L’obiettivo non è solo la conoscenza, ma è strettamente finalizzata all’azione, più nello specifico alla trasformazione sociale e all’emancipazione umana; obiettivo principale = ricerca azione.
Paradigma positivista
Ricerca top-down, approccio etico, metodo nomotetico, disegni sperimentali/correlazionali: indagini, sondaggi, osservazioni strutturate, dati di archivio, documenti pubblici.
- Quesito ontologico: risponde con il realismo ingenuo: esiste una realtà esterna oggettiva e neutra, indipendente dalle teorie, regolata da leggi universali e meccanismi naturali immutabili che possono essere studiati. Il ricercatore tende a nomotetiche, che spiegano processi universali indipendenti dal contesto e uguali per tutti gli esseri umani.
- Quesito epistemologico: risponde con il dualismo oggettivo: suppone che la conoscenza si realizza attraverso un’indipendenza reciproca tra ricercatore e oggetto di studio. Osservo l’oggetto come distaccato, campana di vetro = il ricercatore NON deve influenzare l’oggetto né esserne influenzato.
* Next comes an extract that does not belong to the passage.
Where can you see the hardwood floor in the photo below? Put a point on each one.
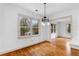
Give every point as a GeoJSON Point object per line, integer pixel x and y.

- Quesito metodologico: risponde con i metodi sperimentali: primato del metodo sperimentale = ipotesi formulate in modo esplicito e chiaro e sottoposte a verifica empirica, escludendo l’intervento di fattori diversi da quelli controllati dal ricercatore; forte enfasi sulla quantificazione e sulla formulazione matematica.
Finalità: spiegare, prevedere, controllare i fenomeni studiati avvicinarsi all’oggettività attraverso criteri esterni, escludendo i valori, che sono visti come.